Через много лет пусть прозвучит моя благодарность за помощь нашему делу не только мирянам, но и целому ряду священников, периодически у нас работавших: отцу Василию Пицур, а также батюшке, имя которого я не помню, но детей его звали Адам и Ева. Адам давно священствует, а Ева замужем за священником.
Эта дивная семья долго и старательно трудилась, издавая молитвословы. Был и ещё ряд священников, временно трудившихся, не говоря уже о монахинях и мирянках. Всех связывало сознание важности духовного издательства».
***
«До 1972 года все шло по милости Божьей бесперебойно. Помогало делу еще и то обстоятельство, что нам случайно удалось убедить двух сотрудников КГБ охранять нашу мастерскую. Особую злобу и ненависть питало к нам почему-то ОБХСС, эти люди преследовали нас в течение всех лет издательства, цинично матерились, вызывая нас к себе, им везде мерещилось стяжание денег, они не верили, что мы работаем по убеждениям, по своей вере, им это было просто нравственно недоступно.
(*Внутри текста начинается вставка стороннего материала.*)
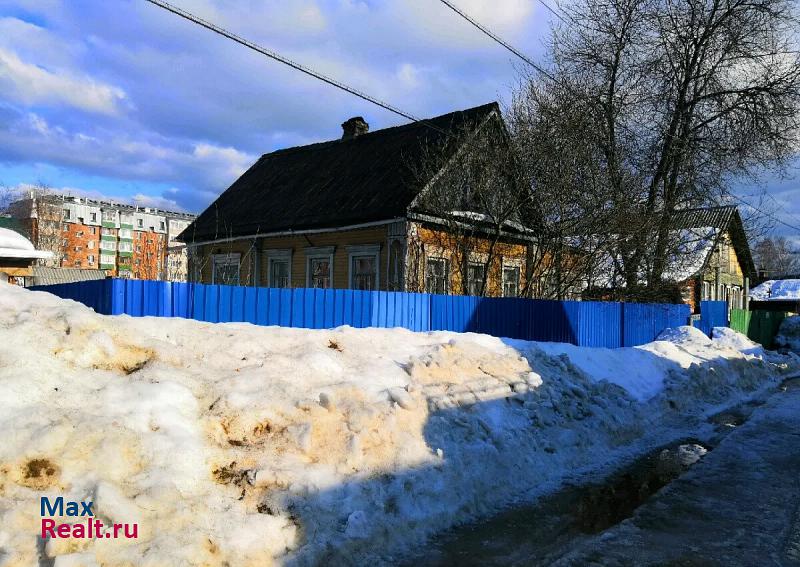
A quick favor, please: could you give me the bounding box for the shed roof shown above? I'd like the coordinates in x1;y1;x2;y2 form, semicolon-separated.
31;266;106;285
672;205;756;279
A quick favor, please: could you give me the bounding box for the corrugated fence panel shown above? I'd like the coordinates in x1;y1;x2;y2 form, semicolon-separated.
573;301;622;348
35;279;708;348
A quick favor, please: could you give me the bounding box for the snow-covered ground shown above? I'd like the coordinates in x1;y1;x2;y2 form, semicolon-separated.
0;286;798;567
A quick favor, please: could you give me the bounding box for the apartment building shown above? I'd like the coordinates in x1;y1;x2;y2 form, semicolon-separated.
9;194;195;281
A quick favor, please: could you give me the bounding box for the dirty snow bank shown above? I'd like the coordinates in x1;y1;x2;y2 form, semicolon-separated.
0;286;789;567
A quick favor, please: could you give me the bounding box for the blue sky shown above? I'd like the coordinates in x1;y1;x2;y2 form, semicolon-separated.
0;0;800;240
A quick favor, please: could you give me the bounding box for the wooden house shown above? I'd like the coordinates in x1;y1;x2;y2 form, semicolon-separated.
180;103;533;296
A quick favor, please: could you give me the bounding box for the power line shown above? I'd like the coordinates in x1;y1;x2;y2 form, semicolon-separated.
146;0;424;123
537;0;572;24
439;0;553;79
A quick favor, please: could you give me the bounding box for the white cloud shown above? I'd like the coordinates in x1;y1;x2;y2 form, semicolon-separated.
0;49;125;114
0;113;256;200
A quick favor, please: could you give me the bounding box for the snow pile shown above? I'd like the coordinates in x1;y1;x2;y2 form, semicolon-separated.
750;280;800;301
711;327;764;356
775;315;800;354
0;286;788;567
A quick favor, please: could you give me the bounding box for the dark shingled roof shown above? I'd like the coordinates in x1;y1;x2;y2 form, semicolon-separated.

Возглавлял их в Москве некто Остроумов. По их части шло расследование поясов «Живый в помощи», а вот молитвословы принадлежали ведению КГБ. Между этими службами почему-то шла постоянная глубокая вражда. Сложилось так, что ОБХСС преследовало нас ещё с начала 60-х годов за иконоделие, затем за пояса.
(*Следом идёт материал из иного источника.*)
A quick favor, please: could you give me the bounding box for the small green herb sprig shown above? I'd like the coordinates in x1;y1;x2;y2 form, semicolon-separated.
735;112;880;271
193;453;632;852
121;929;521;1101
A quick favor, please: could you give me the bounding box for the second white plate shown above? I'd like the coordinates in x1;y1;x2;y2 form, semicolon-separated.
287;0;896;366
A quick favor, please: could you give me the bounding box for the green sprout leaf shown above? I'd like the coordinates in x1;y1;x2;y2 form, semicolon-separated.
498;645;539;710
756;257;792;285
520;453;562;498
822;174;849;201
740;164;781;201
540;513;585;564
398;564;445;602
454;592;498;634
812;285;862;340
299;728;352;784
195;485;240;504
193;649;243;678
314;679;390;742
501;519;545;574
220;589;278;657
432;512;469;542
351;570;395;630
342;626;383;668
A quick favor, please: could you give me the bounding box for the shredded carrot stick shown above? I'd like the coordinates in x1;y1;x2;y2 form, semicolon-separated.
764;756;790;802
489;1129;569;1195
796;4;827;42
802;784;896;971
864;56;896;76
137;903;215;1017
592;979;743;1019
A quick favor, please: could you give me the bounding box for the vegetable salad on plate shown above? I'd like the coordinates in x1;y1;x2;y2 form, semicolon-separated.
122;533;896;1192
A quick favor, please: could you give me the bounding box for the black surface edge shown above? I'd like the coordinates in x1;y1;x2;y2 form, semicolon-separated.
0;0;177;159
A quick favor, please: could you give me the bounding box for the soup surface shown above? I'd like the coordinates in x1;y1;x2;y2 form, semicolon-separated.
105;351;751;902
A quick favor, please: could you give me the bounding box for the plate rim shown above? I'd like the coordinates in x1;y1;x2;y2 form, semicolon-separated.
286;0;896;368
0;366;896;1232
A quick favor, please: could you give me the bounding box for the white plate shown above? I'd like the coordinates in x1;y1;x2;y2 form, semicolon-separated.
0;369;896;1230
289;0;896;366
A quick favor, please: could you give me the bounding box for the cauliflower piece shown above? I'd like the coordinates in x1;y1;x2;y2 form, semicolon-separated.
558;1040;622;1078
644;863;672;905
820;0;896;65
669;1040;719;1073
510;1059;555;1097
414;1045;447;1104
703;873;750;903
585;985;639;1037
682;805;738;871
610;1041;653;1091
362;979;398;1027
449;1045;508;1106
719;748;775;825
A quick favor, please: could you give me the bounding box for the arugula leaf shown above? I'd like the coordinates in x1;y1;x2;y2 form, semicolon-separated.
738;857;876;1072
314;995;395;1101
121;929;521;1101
Были такие периоды, когда обэхээсники страшно активизировались, их легковые машины порой целыми днями стояли у выезда из нашего переулка. Их замечали в основном соседи по дачам и тогда мы или совсем не выходили, или уходили окольными путями и перелазами.
А в начале, в 1967 году, когда мы ещё были неопытны, нам пришлось выдержать две автогонки. Первый раз, когда я вышла купить лент и пару банок масляной краски (мы только ещё начинали печатать пояса), случайно заметила, что за мной, на некотором расстоянии, медленно ползёт серый москвич.
Идти домой было нельзя, в доме была работа, тайника тогда ещё не было. К тому же на двери висел подложный замок. Пойти домой - значило провалиться. Надо было уводить слежку подальше от дома. Пройдя немного вперед, я увидела на шоссе, у обочины, самосвал.
Он уже собирался тронуться, когда я, подбежав, стала умолять водителя меня спасти, уверяя, что за мной гонится пьяный муж, грозя убить. Я обещала заплатить 25 рублей, по тем временам деньги немалые. Водитель согласно кивнул - и мы помчались по Медведковскому шоссе. За нами - серый москвич.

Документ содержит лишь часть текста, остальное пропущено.